A surface of area $1m^2$ kept perpendicular to the sun rays, absorbs $1.4kJ$ of solar energy in every second.
(a) What is the amount of solar energy absorbed per second by a solar heater when its surface of area $10m^2$ is exposed perpendicularly to the sun's rays?
(b) If the efficiency of the above solar heater is 50%, then what is the amount of time taken to heat $10kg$ of water from 20 C to 50 C? (Take $4.2kJ{kg}^{-1}{C}^{-1}$)
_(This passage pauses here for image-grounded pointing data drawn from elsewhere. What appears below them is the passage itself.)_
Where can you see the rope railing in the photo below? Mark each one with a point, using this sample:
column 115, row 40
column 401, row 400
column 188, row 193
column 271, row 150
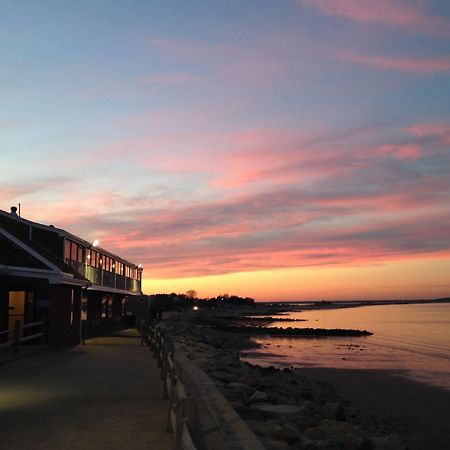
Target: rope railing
column 198, row 415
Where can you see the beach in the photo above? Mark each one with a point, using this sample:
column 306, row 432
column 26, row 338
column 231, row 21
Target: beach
column 316, row 407
column 417, row 411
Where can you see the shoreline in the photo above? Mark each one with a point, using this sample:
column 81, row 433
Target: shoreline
column 419, row 411
column 361, row 409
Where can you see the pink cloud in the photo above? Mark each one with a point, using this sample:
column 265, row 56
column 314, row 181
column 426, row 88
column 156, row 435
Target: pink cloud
column 227, row 63
column 394, row 13
column 174, row 78
column 439, row 131
column 413, row 65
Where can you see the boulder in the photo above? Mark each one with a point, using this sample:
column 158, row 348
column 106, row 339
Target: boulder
column 391, row 442
column 257, row 397
column 239, row 387
column 271, row 410
column 334, row 411
column 341, row 432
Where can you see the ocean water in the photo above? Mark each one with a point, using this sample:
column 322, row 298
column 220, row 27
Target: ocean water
column 413, row 339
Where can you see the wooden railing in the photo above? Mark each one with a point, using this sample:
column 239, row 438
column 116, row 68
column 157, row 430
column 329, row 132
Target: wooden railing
column 19, row 337
column 198, row 415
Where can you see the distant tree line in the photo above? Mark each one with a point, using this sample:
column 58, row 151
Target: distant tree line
column 188, row 300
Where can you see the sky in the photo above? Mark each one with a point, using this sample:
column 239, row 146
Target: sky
column 277, row 149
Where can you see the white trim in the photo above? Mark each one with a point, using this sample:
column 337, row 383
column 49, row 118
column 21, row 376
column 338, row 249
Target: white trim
column 28, row 249
column 97, row 287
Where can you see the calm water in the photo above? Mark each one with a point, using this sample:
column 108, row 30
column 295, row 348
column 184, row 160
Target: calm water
column 414, row 339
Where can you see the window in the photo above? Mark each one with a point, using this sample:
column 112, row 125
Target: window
column 67, row 250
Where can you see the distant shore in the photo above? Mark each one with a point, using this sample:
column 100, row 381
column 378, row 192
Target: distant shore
column 419, row 412
column 373, row 409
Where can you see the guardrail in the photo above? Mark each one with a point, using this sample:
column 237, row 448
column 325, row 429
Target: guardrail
column 38, row 334
column 198, row 415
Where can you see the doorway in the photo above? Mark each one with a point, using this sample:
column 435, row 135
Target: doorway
column 20, row 307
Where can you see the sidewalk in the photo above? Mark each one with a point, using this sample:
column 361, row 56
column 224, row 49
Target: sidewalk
column 105, row 395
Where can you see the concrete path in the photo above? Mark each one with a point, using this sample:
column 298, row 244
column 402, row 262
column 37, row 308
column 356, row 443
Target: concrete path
column 105, row 395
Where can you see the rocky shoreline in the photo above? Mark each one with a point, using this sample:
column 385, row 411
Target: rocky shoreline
column 285, row 409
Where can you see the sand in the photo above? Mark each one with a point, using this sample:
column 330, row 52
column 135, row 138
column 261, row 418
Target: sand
column 419, row 412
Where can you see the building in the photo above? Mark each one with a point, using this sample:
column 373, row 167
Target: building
column 47, row 273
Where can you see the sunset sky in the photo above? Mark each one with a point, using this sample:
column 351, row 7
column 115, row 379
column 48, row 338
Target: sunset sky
column 278, row 149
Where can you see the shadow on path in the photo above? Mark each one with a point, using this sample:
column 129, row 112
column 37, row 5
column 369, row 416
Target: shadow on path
column 102, row 395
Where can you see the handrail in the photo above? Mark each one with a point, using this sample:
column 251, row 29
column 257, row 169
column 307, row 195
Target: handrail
column 198, row 415
column 17, row 332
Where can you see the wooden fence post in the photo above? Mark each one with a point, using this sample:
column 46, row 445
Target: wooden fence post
column 16, row 336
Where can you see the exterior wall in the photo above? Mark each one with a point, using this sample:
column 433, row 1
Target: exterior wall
column 64, row 316
column 94, row 311
column 3, row 308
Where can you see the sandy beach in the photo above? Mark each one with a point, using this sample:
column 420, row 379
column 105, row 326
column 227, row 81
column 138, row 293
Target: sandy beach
column 419, row 412
column 319, row 408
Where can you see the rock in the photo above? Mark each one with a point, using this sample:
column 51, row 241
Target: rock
column 334, row 411
column 258, row 396
column 307, row 421
column 270, row 444
column 225, row 377
column 391, row 442
column 261, row 428
column 240, row 387
column 285, row 433
column 270, row 410
column 341, row 432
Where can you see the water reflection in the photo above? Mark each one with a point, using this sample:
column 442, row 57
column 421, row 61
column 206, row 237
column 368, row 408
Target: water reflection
column 412, row 338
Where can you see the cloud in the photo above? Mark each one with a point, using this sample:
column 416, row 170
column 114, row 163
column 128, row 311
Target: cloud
column 394, row 13
column 412, row 65
column 279, row 199
column 174, row 78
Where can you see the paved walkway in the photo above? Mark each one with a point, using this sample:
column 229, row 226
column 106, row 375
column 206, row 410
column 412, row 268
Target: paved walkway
column 105, row 395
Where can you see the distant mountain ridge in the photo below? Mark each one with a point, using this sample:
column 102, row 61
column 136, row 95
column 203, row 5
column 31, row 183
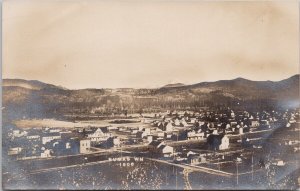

• A. 14 kJ per second, 3 minutes
• B. 4 kJ per second, 3 minutes
• C. 14 kJ per second, 6 minutes
• D. 4 kJ per second, 6 minutes

Answer 1

The correct option is A 14 kJ per second, 3 minutes

(a) The amount of solar energy absorbed by a surface kept perpendicular to sun's rays in one second is $=1.4kJ{m}^{-2}$.
For 10 metre square area, solar energy absorbed $=1.4\times 10=14kJ$ per second.
(b) The efficiency of the solar heater is $=50$%
The amount of thermal energy required for $10kg$ of water to raise its temperature from 20 C to 50 C is $=Q=ms\Delta t$
$\Rightarrow Q=10kg\times 4.2kJ{kg}^{-1}{C}^{-1}\times 30C=1260kJ$
Energy received by solar heater in time ${}^{\prime }{t}^{\prime }$ is $=1.4\times {10}^3\times 10\times t$
But 50% of $1.4\times {10}^3\times 10\times t=1260\times {10}^3$
$\therefore t=180s=3$ minutes